ありがとうございます。これを励みにこれからも頑張りたいと思います!
「広木防衛大臣が何者かにより殺害された」
ある日、緊急の呼び出しを受けて二課に急ぐと、弦十郎さんと
「はい、お静かに。私が受け取っていたので防衛大臣からの機密指令は奇跡的に無事でした。よって我々はなんとしてもこれを遂行させなければなりません」
防衛大臣さんが殺害された日、了子さんが会っていたみたいだけど、その帰りに襲撃されたそう。亡くなった防衛大臣さんには悪いけど、了子さんが無事で良かった。
「敵の狙いはこの指令のデータ、もしくは……」
「二課に保管されている完全聖遺物、サクリストDことデュランダルと見ているわ」
狙ってくる人と戦うことになるのかな……。
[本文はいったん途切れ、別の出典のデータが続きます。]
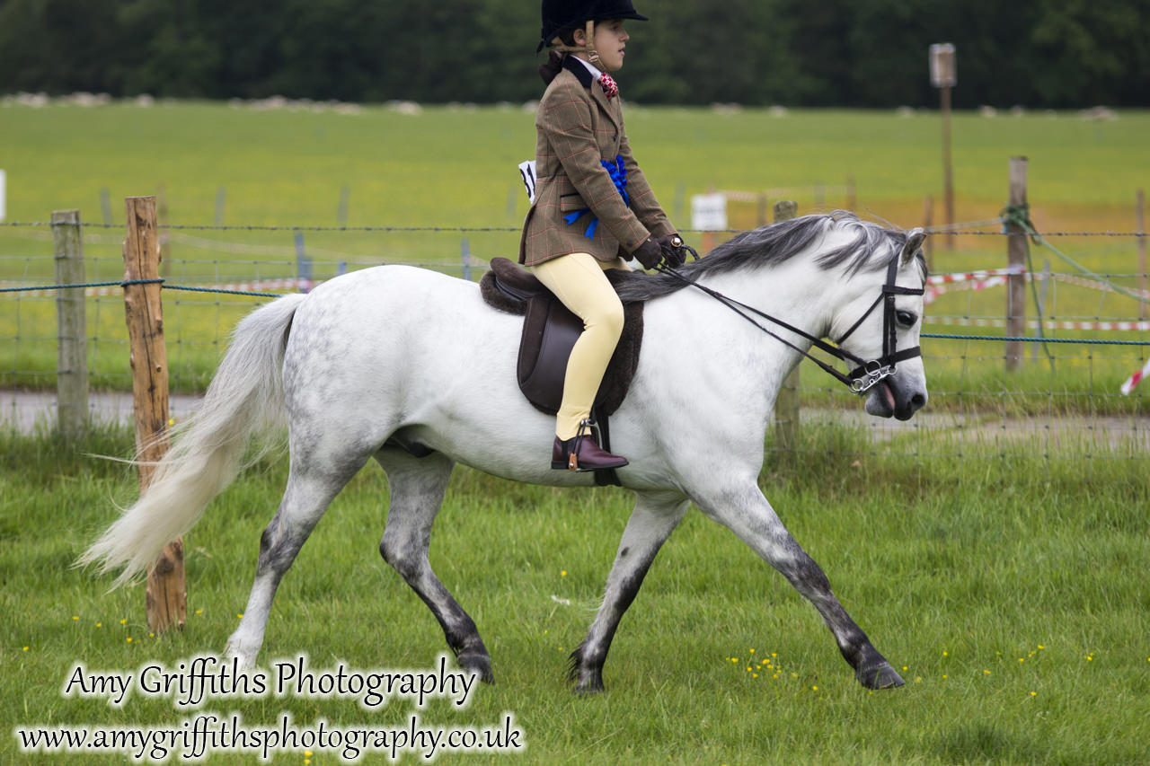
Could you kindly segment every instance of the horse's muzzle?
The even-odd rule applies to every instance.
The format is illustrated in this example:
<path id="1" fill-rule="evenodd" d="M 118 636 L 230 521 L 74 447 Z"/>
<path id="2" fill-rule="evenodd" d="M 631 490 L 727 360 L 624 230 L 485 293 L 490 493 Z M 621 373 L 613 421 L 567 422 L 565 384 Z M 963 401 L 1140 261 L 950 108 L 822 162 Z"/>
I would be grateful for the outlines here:
<path id="1" fill-rule="evenodd" d="M 915 385 L 904 385 L 897 375 L 884 378 L 866 398 L 867 414 L 876 418 L 910 420 L 927 403 L 927 392 Z"/>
例えばこの前のネフシュタンの子とか……。
「故 広木大臣からの指令はこのデュランダルを永田町にある特別電算室、通称『記憶の遺跡』へと移送すること。シンフォギア装者である奏ちゃんと未来ちゃんは護衛としてデュランダルを運ぶ車に同乗してもらうわ」
「はい!」
「了解だ」
私が護衛……責任は重大だね。
「それじゃあ詳しい作戦内容を説明していくわ。まずは―――――」
――――――――――――――――――――――
「ふぅ……」
「未来ちゃん、お疲れ様。はい、温かいものどうぞ」
「あ、温かいものどうも」
会議が終わって休憩スペースに座っていると、オペレーターの友里さんがコーヒーを淹れて持ってきてくれた。飲まずにそのままじっとしていたら心配されたのか声をかけてくれた。
「……不安なの?でも、大丈夫よ。私たちも精一杯サポートするし、奏ちゃんもいるわ。それに敵が必ず来るってわけじゃないんだし、もう少し肩の力を抜いた方がいいわよ」
「……そう、ですね。ありがとうございます」
仕事が残ってるから、と友里さんは去っていった。うん、そうだ。私は一人じゃないんだ。何も敵を倒さないといけないってわけじゃない。デュランダルを守りきればいいだけの話なんだ!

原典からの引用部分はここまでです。